South Korea urges Australian LNG producers to act

Jan 25, 1997 01:00 AM

South Korea is looking to reduce its reliance on oil as its main energy source in favour of alternative fuel sources, particularly natural gas. Ho-Kyong Kim, general secretary of the Korea Gas Union, said Australian LNG producers had to date shown little interest in supplying the South Korean market. He warned that Australia could be left out in the cold by its competitors. "In my opinion, it is high time that Australia hurried to propel the LNG production and sales contracts with Korea more positively, given the certain gas demand of Korea,'' Kim told delegates at an oil and gas conference. "If Korea, which is searching for other LNG resources, commits contracts with other countries, in my estimations there will be no room for Australia to penetrate into the Korean market for the future,'' Kim said. Kim said South Korea was particularly dependent on LNG, because it has no gas reserves itself, and the division of the Korean peninsula effectively makes the country an island.
South Korea's primary energy consumption is forecast to grow to 287.5 million tons of oil equivalent by 2010, from 150.4 million tons in 1995. Under South Korea's long-term energy supply plans, Kim said the country's reliance on oil as a proportion of primary energy demand is expected to fall to 51 % by 2005, from 62.5 % currently. LNG demand, meanwhile, is expected to grow during the period to account for 12 % of total demand, from 6.1 % in 1995. However, Kim believes South Korean gas demand would grow more quickly than anticipated. He noted that gas demand has been growing faster than forecast, at 25 % a year between 1991 and 1995. Current forecasts suggest South Korea's annual LNG demand will rise to 28.6 million tons by 2010, from 17.8 million tons in 1996. Kim, however, expects demand will be closer to 35 million tons by that year. He said a nation-wide "gas loop pipeline" is scheduled to be completed by 1998, with a branch network established by 2000. "Extension of this natural gas pipeline will accelerate natural gas consumption in the major cities," he said.

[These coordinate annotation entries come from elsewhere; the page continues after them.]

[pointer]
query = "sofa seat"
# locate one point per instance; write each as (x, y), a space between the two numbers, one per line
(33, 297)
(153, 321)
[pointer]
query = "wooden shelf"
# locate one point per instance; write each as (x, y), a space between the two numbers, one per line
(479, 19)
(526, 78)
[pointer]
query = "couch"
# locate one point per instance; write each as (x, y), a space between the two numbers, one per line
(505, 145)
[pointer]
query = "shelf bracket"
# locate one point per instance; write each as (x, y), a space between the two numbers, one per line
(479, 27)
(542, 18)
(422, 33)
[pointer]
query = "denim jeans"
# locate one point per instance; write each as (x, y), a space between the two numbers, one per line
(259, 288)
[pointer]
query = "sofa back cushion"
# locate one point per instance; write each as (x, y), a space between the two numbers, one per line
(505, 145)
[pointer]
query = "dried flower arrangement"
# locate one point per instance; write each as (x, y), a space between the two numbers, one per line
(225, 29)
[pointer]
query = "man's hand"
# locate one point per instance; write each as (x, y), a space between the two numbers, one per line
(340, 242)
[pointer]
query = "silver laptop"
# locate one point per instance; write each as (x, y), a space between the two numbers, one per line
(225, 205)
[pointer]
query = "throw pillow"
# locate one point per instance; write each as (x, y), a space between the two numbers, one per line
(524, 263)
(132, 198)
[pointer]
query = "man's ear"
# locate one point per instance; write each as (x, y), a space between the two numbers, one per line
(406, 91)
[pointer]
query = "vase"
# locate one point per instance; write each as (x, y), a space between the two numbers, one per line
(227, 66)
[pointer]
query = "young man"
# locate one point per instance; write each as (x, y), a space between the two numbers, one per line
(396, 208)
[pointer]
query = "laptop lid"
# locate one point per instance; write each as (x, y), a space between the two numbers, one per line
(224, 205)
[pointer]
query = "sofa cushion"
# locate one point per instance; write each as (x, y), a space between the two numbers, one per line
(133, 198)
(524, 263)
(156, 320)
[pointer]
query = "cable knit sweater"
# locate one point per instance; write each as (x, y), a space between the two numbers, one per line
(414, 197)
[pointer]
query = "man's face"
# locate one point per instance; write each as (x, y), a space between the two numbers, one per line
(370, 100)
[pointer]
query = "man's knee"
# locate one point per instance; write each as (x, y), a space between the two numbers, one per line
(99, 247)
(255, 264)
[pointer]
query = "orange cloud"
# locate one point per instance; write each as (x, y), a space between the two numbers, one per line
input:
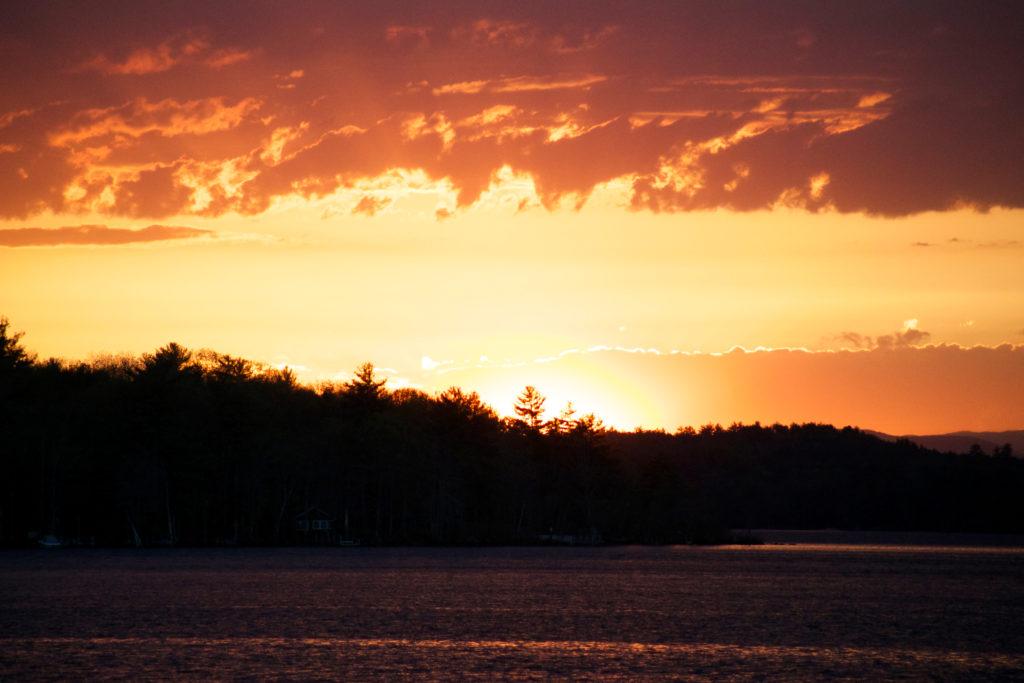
(180, 48)
(167, 118)
(94, 235)
(907, 389)
(837, 115)
(520, 84)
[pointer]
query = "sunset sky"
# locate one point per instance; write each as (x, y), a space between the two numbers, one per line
(670, 213)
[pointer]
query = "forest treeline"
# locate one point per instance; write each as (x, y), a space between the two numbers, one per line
(182, 447)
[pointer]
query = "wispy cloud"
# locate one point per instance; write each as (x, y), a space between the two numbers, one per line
(184, 47)
(520, 84)
(95, 235)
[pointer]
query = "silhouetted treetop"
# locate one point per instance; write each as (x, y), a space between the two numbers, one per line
(12, 354)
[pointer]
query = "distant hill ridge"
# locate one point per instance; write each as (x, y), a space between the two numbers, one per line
(963, 440)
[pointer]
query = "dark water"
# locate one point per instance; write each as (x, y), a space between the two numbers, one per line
(800, 612)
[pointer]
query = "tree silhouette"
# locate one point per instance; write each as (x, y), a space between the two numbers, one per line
(529, 408)
(12, 354)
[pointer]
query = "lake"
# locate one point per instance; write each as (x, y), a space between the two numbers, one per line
(775, 611)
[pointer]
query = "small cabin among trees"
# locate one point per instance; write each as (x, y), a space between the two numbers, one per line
(314, 526)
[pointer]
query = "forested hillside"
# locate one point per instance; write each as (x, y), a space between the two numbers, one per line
(182, 447)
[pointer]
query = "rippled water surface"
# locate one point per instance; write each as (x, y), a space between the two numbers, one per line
(774, 611)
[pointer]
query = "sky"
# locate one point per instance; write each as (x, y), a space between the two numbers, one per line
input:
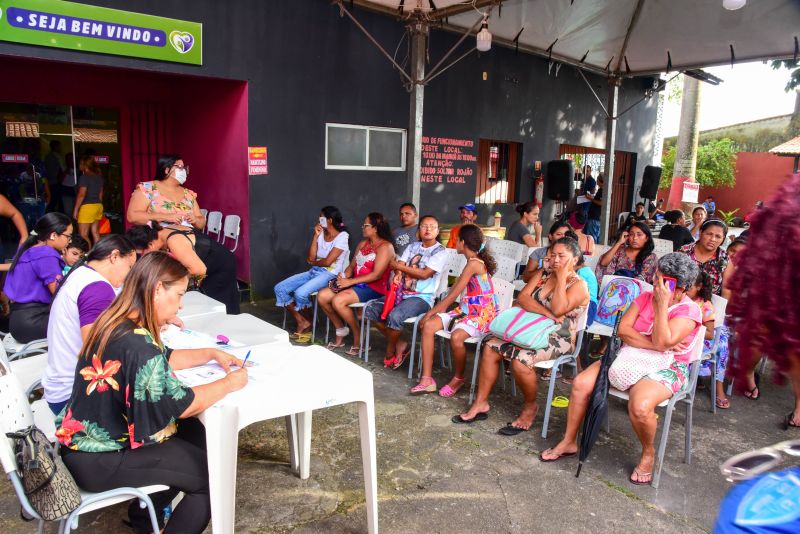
(750, 91)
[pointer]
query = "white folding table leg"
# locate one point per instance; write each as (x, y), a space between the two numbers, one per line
(304, 443)
(291, 433)
(222, 445)
(366, 423)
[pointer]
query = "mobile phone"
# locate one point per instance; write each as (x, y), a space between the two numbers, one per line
(672, 283)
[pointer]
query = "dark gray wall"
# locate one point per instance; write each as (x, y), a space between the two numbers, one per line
(307, 66)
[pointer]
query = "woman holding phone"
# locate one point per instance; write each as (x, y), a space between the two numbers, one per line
(328, 253)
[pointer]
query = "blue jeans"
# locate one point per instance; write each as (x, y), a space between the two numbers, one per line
(300, 287)
(592, 228)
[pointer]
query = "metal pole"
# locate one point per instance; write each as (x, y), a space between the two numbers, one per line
(611, 140)
(418, 35)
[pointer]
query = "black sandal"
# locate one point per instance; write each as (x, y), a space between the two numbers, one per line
(788, 422)
(752, 393)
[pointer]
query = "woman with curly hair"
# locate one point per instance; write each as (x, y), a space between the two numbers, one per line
(632, 255)
(765, 309)
(470, 318)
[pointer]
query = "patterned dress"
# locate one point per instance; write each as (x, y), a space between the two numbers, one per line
(561, 341)
(160, 203)
(714, 268)
(478, 307)
(621, 261)
(125, 398)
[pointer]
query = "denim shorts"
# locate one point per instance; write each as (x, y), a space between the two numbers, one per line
(365, 293)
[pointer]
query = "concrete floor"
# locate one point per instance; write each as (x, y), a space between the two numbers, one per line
(434, 476)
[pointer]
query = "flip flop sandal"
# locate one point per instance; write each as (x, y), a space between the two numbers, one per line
(639, 475)
(303, 338)
(511, 430)
(447, 391)
(557, 458)
(457, 419)
(788, 422)
(400, 360)
(421, 389)
(752, 393)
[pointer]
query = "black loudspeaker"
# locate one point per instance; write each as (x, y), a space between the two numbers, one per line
(650, 179)
(560, 176)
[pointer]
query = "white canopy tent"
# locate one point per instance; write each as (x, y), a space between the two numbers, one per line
(614, 38)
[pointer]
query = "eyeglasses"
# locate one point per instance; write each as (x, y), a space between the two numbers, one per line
(749, 464)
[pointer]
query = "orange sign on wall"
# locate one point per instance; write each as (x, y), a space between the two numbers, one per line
(257, 160)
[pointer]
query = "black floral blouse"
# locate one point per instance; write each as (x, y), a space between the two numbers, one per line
(125, 398)
(714, 268)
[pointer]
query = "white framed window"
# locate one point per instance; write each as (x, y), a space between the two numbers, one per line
(364, 148)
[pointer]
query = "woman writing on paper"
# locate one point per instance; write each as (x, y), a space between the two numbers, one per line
(130, 421)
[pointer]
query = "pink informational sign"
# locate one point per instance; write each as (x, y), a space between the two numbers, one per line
(691, 191)
(15, 158)
(257, 160)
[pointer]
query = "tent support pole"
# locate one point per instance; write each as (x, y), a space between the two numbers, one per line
(611, 137)
(418, 35)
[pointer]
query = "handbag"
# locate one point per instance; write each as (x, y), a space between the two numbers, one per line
(524, 329)
(48, 485)
(632, 364)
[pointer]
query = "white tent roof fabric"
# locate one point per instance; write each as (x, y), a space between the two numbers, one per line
(696, 33)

Australia currently has only one LNG project, the North West Shelf joint venture offshore Western Australia. Australia's BHP and US Phillips Petroleum are negotiating to develop an LNG operation in the Timor Sea. Meanwhile, another joint venture including Mobil, Chevron, Texaco, and Shell is planning an LNG development also offshore Western Australian, and possibly in co-operation with the North West Shelf project. The North West Shelf participants include BHP, Chevron, Shell, British Petroleum, and a Japanese consortium including Mitsui and Mitsubishi.